Holiday Survival Guide for Shelter Workers

RAFT Team, November 11, 2019

As you head into November, you might feel the need to brace yourself against the urgency and busyness that comes with the holidays and closing out another year.

This can be especially if you’re a domestic violence advocate. The overwhelm and constant doing doesn’t allow much time for enjoying the holidays, nor taking care of yourself. It’s easy to get caught up in the fast-moving river of holiday doing. You get bounced around from task to task until you’re washed up on the shores of mid-January, exhausted and ready for a vacation.

During the holidays, many face additional financial stress, strong emotions, and the deep desire to avoid upsetting any family traditions. As a result, it’s common to cram your schedule too full. Burdens can feel heavier this time of year. You may find yourself carrying your family burdens to work and your work burdens home.

Shelters are often understaffed and financially under-served during this time as well.

Fortunately, there much we can do to bolster ourselves, our families, and the shelters in which we work.

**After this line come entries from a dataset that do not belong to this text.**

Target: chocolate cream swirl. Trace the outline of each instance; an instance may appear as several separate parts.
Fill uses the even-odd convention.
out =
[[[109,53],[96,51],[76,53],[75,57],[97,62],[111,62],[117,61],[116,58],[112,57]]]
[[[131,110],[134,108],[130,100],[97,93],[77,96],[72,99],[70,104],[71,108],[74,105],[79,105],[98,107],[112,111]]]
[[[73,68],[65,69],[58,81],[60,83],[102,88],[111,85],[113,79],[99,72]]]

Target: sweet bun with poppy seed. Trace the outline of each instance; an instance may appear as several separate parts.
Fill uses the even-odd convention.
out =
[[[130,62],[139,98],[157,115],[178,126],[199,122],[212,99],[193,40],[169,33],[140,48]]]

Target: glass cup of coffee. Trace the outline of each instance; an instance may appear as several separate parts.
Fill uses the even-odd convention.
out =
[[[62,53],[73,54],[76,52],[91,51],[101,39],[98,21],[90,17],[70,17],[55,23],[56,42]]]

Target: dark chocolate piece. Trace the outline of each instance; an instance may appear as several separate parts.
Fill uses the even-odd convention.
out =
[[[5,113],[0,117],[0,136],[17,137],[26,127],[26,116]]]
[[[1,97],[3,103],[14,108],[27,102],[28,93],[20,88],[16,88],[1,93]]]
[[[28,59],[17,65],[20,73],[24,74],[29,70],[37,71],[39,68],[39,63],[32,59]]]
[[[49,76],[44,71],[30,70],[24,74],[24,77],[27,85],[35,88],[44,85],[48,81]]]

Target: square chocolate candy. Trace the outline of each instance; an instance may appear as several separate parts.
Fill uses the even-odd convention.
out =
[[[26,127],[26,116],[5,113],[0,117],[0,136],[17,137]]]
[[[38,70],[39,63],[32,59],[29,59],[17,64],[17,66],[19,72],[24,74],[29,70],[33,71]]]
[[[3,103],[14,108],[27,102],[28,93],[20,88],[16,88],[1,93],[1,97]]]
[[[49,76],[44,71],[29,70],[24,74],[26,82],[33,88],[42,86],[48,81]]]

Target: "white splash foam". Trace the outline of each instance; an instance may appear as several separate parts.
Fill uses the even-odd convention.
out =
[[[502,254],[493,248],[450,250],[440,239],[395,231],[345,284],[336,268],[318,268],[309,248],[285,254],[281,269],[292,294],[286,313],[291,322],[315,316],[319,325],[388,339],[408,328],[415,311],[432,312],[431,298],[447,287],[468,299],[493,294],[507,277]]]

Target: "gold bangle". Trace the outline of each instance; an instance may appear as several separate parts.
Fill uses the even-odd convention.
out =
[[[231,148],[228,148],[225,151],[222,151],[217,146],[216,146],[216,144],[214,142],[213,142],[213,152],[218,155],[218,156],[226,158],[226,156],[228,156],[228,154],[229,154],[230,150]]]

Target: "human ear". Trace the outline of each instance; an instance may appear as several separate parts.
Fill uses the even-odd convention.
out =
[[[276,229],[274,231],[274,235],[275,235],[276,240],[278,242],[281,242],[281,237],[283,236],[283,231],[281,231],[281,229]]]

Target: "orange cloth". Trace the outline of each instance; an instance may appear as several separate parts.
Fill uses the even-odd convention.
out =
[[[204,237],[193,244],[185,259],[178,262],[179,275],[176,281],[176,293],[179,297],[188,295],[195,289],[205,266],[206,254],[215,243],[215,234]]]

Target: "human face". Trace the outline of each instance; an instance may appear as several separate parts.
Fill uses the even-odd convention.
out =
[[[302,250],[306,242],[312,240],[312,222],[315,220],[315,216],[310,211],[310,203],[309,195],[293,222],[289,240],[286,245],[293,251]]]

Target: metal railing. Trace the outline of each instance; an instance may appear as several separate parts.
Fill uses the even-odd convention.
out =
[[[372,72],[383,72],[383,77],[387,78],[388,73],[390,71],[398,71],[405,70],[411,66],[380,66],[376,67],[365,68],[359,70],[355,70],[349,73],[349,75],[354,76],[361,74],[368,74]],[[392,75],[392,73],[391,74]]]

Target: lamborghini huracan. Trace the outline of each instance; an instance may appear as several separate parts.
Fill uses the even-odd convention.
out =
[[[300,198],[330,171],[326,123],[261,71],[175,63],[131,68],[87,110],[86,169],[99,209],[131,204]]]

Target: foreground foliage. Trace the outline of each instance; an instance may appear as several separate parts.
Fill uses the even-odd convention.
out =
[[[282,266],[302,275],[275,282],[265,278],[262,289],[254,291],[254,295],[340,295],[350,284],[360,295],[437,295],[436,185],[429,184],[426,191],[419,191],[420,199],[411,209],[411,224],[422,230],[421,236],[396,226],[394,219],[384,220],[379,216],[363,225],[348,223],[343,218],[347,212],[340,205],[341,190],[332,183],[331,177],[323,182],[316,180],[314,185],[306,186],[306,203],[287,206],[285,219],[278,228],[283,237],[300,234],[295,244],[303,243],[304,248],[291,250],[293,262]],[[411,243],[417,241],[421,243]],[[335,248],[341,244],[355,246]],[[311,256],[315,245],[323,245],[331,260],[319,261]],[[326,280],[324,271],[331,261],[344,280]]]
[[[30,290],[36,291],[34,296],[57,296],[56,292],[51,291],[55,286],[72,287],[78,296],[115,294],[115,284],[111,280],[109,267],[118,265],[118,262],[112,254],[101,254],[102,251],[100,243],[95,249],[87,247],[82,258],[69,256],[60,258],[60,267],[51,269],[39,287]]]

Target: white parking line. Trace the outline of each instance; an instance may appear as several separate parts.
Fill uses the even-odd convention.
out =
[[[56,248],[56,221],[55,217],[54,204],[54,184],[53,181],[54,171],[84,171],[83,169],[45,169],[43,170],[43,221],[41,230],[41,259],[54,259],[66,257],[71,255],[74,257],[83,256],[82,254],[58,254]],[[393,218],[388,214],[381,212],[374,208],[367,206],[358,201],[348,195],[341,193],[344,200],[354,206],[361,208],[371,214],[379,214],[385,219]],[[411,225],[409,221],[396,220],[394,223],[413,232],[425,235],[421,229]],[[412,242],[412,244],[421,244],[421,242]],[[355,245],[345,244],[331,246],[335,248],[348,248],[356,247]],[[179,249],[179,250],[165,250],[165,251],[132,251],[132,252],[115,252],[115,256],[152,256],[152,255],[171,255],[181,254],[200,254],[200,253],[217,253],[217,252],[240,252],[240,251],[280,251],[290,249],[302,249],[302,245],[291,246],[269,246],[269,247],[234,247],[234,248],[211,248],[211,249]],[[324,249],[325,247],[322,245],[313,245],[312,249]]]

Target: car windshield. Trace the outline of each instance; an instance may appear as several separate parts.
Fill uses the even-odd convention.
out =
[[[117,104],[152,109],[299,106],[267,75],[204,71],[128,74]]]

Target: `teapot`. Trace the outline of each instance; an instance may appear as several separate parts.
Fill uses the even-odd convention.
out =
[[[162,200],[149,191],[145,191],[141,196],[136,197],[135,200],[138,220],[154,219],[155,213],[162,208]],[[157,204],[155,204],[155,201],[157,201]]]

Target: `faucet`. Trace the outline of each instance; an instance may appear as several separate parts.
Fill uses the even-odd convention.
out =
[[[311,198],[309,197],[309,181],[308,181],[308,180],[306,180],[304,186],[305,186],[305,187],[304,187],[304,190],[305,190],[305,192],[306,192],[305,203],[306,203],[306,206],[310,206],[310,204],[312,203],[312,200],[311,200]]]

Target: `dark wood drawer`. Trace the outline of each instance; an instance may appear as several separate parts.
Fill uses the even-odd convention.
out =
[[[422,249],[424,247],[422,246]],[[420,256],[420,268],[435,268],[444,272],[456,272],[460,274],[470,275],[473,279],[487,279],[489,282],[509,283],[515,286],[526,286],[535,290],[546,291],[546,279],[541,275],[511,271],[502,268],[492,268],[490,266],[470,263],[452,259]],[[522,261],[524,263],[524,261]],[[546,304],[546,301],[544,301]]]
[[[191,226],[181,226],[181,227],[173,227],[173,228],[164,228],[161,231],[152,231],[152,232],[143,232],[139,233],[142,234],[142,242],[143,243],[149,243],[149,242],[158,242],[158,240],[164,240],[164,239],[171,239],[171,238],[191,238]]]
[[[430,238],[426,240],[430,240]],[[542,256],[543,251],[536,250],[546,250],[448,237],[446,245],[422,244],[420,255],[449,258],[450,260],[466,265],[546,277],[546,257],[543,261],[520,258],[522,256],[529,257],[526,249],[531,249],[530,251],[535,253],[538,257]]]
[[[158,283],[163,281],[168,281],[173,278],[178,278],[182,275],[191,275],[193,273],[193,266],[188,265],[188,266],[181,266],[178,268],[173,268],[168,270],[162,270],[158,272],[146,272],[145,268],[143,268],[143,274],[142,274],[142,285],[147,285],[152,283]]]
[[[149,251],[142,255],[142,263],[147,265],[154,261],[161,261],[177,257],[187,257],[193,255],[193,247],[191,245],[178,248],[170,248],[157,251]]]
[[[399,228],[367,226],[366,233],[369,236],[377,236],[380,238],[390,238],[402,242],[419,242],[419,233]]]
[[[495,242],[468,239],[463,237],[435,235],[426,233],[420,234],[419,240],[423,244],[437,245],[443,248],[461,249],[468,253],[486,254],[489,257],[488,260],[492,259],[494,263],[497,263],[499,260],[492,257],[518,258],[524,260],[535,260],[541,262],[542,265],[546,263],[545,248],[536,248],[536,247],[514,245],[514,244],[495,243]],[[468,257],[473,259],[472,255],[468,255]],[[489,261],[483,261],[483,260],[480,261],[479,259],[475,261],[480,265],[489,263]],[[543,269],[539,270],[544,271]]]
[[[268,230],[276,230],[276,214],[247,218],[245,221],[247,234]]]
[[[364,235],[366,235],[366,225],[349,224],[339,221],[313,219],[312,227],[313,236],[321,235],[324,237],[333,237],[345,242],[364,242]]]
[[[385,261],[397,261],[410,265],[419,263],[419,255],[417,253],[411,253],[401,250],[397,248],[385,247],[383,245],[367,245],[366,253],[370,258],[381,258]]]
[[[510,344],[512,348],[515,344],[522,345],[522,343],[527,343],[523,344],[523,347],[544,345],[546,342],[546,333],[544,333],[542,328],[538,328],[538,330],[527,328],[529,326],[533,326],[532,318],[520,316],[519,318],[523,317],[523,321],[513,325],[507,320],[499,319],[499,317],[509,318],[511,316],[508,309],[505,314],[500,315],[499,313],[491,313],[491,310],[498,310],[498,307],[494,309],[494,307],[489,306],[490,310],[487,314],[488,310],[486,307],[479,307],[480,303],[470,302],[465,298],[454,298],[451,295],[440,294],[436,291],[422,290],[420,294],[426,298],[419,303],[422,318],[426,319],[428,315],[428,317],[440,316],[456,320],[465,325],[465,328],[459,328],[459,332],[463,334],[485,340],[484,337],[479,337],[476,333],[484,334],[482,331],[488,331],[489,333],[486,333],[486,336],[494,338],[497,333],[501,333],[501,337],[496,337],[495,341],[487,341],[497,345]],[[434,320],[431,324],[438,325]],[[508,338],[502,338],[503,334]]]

Holiday Survival Tips for YOU

We’ve been running a “fill your cup first” campaign on RAFT social media. We know that when you take care of your needs first, you’re more capable of serving those around you — with joy! Consider the following tips to keep yourself balanced this holiday season:

  • Remove as much as possible from your schedule because multitasking is depleting. They don’t have to be big things, but anything you can take off your obligation list (or assign to someone else!) will help.
  • Practice being more present and focused. Here’s an example: Can you pick up something for the potluck instead of making it? Or can you make something for the potluck so you can slow down and be present and connected with a loved one?
  • Start a gratitude journal. Use it each night for the month of December to capture your delight and enjoyment of the holiday season.

Holiday Survival Tips for Your Family

Most women absorb to-dos because they don’t want to burden anyone else. And yes, we know everyone is busy this time of the year, but being busy together can be a simple way to share the responsibility and joy.

  • If you have children, let them help. Even young ones can do simple chores like sweeping, vacuuming, loading the dishwasher — even laundry!
  • Give Mom or Dad 10 minutes of alone time to recharge and refocus after work
  • Involve everyone in the holiday planning so all help decide family priorities. Once you decide, set firm boundaries so you can enjoy the holidays rather than running here and there to things no one really enjoys. Not everything always fits on the calendar.

Holiday Tips for Shelter Volunteers

The holiday season puts many people into the spirit of giving. Most shelters appreciate it when people ask for the best ways to assist. As a shelter worker, consider putting together a list of ideas for volunteers when they call. Leave it near the main phone so anyone who answers the phone can quickly and confidently provide a list of your particular needs.

Consider the following options:

  • Gift cards
  • Clothing (everyday, children’s, work attire, etc.)
  • Hygiene items (soap, shampoo, conditioner, razors, deodorant, toothbrushes / toothpaste, tampons, pads, wipes, etc.)
  • Host a fundraiser for collective giving
  • Bake holiday treats (Shelter employees appreciate this, too!)
  • Holiday gifts for survivors and children
  • Work a hotline (training is usually required)
  • Write emails or a newsletter for the shelter
  • Clean (facility, donated items, laundry, etc.)
  • Organize (facility, donated items, etc.)
  • Partner to decorate to make the shelter feel homey and safe
  • Cook meals
  • Donate food
  • Help with childcare

This time of year doesn't have to be difficult. Create your own holiday survival guide, practice gratitude, and enjoy the moments and memories you create.